ABSTRACT

Two art education researchers, one identifying as Mexican-American and one as white, raised working class, formally educated and openly queer, document divergent and yet similar journeys describing the socially constructed and constricted borders/boundaries of class, race, and sexualities, alongside the tensions and roadblocks they face as openly queer academics. Researchers/authors such as Anzuldúa (1990), Ellis (2009), and Hughes & Román (1998) utilize autoethnographic methodologies, while Yoshino (2007) situates autoethnographic research within intersections of LGBTQ and racial identities.
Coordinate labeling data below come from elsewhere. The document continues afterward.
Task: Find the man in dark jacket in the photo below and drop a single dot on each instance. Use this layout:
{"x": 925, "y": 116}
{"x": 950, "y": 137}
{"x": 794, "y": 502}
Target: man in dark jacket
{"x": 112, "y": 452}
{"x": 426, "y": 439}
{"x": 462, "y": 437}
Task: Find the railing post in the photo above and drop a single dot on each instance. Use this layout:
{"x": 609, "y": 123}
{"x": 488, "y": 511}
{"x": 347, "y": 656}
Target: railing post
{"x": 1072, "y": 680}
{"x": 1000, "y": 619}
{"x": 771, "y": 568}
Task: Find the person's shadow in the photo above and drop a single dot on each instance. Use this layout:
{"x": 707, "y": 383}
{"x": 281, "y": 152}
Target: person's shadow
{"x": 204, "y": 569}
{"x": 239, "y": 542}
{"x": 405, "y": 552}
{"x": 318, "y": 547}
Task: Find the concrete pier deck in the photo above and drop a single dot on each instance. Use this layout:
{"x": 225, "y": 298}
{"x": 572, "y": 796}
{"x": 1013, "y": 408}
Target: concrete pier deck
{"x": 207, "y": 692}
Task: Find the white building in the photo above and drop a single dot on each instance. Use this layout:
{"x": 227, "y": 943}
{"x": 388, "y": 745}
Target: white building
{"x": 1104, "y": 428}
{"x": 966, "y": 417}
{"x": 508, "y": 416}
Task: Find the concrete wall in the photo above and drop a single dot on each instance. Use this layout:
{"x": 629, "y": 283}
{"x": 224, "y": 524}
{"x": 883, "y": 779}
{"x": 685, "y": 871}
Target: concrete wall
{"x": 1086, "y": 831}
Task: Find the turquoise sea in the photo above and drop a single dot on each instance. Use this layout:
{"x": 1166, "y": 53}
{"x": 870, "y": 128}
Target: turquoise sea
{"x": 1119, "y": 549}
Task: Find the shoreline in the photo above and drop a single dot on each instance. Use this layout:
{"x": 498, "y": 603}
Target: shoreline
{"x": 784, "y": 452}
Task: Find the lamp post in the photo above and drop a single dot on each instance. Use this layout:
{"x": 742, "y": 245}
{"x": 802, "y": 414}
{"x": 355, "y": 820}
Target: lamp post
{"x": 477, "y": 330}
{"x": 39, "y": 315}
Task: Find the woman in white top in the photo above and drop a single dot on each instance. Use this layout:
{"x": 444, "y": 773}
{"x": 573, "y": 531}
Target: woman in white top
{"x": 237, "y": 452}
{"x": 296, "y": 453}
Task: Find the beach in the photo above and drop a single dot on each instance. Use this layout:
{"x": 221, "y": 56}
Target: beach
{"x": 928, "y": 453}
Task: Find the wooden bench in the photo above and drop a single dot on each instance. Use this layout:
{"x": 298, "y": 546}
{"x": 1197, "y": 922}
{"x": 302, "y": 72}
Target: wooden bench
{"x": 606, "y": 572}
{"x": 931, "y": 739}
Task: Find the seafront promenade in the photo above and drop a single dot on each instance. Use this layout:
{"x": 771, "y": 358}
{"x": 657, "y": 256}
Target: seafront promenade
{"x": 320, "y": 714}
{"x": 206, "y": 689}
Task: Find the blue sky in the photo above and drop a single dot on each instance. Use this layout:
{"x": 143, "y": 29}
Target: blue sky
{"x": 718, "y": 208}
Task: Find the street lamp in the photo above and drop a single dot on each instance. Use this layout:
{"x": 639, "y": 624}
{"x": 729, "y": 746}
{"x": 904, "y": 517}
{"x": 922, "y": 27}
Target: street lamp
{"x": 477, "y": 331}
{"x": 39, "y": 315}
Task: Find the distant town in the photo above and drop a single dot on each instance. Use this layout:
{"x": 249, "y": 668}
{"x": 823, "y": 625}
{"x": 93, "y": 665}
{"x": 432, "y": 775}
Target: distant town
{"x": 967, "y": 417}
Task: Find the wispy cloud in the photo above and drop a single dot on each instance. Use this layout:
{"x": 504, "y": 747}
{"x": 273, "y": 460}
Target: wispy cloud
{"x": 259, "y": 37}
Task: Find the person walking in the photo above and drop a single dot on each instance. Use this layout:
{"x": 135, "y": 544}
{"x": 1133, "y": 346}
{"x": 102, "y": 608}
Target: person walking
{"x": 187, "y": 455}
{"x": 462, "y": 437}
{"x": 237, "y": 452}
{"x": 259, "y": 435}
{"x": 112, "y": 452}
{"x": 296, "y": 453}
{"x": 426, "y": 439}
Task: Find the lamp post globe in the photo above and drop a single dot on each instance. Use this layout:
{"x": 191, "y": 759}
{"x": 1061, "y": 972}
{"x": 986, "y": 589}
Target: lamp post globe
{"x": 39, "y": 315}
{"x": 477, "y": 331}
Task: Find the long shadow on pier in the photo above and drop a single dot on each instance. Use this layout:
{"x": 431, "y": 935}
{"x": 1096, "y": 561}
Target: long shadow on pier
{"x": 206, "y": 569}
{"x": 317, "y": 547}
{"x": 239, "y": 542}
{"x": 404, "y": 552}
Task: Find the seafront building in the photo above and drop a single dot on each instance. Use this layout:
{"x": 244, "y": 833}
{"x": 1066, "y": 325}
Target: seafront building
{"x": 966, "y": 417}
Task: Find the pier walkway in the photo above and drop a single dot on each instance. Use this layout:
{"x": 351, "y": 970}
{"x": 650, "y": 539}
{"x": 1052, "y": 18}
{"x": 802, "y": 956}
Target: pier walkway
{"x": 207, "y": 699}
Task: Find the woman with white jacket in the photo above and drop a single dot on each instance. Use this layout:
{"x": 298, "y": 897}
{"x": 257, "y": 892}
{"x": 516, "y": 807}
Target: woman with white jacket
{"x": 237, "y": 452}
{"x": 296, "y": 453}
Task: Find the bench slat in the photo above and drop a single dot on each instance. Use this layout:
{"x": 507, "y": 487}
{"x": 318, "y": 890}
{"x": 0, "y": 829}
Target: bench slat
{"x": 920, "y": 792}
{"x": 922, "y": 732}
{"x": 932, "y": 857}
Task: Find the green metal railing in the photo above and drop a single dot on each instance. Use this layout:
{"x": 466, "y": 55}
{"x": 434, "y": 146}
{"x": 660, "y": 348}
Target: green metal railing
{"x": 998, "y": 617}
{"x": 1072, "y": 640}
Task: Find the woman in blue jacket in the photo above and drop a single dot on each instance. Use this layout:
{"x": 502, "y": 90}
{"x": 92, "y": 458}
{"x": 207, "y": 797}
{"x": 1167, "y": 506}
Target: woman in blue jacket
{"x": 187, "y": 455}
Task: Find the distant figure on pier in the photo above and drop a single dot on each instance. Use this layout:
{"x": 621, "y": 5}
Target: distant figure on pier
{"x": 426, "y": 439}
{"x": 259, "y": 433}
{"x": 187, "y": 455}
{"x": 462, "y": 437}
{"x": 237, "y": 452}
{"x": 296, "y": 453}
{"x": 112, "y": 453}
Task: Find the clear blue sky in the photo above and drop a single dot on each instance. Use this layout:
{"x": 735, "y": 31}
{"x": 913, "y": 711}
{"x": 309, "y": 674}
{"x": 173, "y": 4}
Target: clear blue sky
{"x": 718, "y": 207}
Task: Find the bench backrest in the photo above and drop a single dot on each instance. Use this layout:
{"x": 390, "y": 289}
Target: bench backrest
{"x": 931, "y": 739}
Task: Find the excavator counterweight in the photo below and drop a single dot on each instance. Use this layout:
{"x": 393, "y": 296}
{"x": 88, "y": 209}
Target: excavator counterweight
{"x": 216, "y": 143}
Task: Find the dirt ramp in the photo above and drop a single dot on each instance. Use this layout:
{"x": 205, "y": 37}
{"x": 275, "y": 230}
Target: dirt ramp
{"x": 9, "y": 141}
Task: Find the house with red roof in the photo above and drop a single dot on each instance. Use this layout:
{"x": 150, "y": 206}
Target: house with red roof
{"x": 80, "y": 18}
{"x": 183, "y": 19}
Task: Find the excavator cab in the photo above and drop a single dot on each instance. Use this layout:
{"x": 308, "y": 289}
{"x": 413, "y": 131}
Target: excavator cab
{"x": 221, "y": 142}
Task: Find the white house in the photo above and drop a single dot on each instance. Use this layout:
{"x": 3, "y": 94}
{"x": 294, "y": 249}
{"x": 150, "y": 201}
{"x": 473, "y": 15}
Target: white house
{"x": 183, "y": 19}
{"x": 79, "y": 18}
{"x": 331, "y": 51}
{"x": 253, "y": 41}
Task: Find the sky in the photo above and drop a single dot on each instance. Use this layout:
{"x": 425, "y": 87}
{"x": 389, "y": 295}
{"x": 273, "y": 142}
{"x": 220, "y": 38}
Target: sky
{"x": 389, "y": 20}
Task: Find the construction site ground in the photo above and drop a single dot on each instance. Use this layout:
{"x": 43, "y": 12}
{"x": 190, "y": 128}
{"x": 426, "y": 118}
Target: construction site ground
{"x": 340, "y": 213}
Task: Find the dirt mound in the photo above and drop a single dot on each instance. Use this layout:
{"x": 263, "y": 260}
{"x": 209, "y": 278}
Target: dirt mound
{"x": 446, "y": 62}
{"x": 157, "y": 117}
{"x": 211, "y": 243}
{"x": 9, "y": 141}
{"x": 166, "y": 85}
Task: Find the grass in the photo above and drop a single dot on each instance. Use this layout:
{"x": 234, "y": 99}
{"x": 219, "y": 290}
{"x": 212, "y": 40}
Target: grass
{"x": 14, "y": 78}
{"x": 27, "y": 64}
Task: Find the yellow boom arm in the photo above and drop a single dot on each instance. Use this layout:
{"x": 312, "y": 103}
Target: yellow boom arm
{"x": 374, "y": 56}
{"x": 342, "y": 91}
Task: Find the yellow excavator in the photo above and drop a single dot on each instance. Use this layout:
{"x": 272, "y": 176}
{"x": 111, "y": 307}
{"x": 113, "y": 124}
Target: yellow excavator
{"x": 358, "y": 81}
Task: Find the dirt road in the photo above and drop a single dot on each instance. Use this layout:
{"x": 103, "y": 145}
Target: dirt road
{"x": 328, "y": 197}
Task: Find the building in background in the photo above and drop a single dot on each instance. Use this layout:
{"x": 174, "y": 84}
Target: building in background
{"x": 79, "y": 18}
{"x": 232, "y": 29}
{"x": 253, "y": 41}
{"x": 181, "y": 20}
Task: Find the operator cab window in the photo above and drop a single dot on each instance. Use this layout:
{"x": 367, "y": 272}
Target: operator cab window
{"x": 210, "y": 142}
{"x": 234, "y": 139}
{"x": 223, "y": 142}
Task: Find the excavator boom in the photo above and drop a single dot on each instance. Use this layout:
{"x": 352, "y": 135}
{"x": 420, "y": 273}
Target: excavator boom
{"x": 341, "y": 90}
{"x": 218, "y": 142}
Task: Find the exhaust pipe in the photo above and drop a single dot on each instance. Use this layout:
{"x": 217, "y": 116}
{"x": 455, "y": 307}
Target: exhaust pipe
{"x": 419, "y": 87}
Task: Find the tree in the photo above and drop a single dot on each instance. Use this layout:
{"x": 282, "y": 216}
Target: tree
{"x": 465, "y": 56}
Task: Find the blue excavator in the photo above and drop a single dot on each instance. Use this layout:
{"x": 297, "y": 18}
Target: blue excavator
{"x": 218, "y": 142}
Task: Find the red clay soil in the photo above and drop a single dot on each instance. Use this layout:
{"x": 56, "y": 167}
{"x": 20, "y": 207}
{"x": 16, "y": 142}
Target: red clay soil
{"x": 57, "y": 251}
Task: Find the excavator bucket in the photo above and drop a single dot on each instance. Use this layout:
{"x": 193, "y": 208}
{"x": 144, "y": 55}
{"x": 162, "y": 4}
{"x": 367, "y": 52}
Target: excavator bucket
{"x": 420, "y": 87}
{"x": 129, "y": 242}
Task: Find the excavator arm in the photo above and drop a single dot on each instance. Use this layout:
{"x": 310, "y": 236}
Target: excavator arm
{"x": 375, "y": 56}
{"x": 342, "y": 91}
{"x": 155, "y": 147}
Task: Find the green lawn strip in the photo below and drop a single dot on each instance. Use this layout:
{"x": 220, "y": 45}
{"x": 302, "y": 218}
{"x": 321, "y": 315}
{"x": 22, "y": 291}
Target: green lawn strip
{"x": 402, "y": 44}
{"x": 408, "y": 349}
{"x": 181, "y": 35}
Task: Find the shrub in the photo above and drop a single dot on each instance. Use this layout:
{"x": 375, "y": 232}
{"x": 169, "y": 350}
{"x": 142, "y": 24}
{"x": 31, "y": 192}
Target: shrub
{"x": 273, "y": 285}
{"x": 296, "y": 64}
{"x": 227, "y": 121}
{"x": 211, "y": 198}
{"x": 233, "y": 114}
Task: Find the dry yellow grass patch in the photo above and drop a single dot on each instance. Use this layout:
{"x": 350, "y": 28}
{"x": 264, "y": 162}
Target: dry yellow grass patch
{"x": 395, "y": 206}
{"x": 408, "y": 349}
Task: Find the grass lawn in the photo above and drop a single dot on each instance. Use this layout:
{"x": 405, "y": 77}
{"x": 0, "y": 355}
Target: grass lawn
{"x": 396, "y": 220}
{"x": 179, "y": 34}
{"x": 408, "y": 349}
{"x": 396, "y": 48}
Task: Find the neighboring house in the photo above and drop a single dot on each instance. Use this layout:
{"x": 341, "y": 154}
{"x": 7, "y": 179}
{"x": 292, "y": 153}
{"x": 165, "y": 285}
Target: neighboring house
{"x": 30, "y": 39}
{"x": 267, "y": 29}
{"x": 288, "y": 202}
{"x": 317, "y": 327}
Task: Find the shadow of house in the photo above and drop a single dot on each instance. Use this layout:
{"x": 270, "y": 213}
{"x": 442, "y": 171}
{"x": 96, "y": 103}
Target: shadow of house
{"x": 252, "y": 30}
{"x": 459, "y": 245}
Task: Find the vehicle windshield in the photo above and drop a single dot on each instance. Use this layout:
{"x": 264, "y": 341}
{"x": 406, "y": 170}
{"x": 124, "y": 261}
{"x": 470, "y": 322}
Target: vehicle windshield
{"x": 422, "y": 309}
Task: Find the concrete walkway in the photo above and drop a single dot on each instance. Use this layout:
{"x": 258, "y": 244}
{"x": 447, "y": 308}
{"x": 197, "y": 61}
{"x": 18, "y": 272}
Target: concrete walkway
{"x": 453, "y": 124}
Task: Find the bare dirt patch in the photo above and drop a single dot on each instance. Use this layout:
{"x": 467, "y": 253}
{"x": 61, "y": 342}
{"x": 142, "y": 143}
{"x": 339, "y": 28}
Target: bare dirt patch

Kadi (1999), Lorde (1984), Zandy (2004), and Zweig (2000) include working-class issues in their autoethnographic methodologies to explore limits placed upon them in their research and teaching. One result is the emergence/development of a resistance/futility model of being/sustaining/resisting as artist teacher researcher as observed/documented through memoir and journaling. Through the study, the researchers examine how they are limited in imagining themselves as whole and relevant individuals in academe. The researchers question what methodologies might be developed to strengthen bridges between LGBTQ and art education communities. Researchers observe that contemporary LGBTQ climates/peers in art education mirror the horrifically homophobic and self-hating personal/professional lives/climates described/documented by researchers McNaron (1997), Jackson (2007), Stockdill (2014) as well as Chaich & Oldham (2017). These researchers contest/claim that current existing models are ill-suited and unacceptable for them. They document the futility of art educators existing under sexual radars where intersectionalities of identity, violence, fear, self-doubt, and self-confidence work against professional and personal safety and creativity. These two case studies indicate that current socially and lived realities/limits pose unreal and unlivable expectations/realities not only for the researchers themselves but also for other academics and practicing classroom teachers. Future case-study research utilizing the stories of practicing K-12 art educators is introduced and previewed and indicated as worthy and necessary.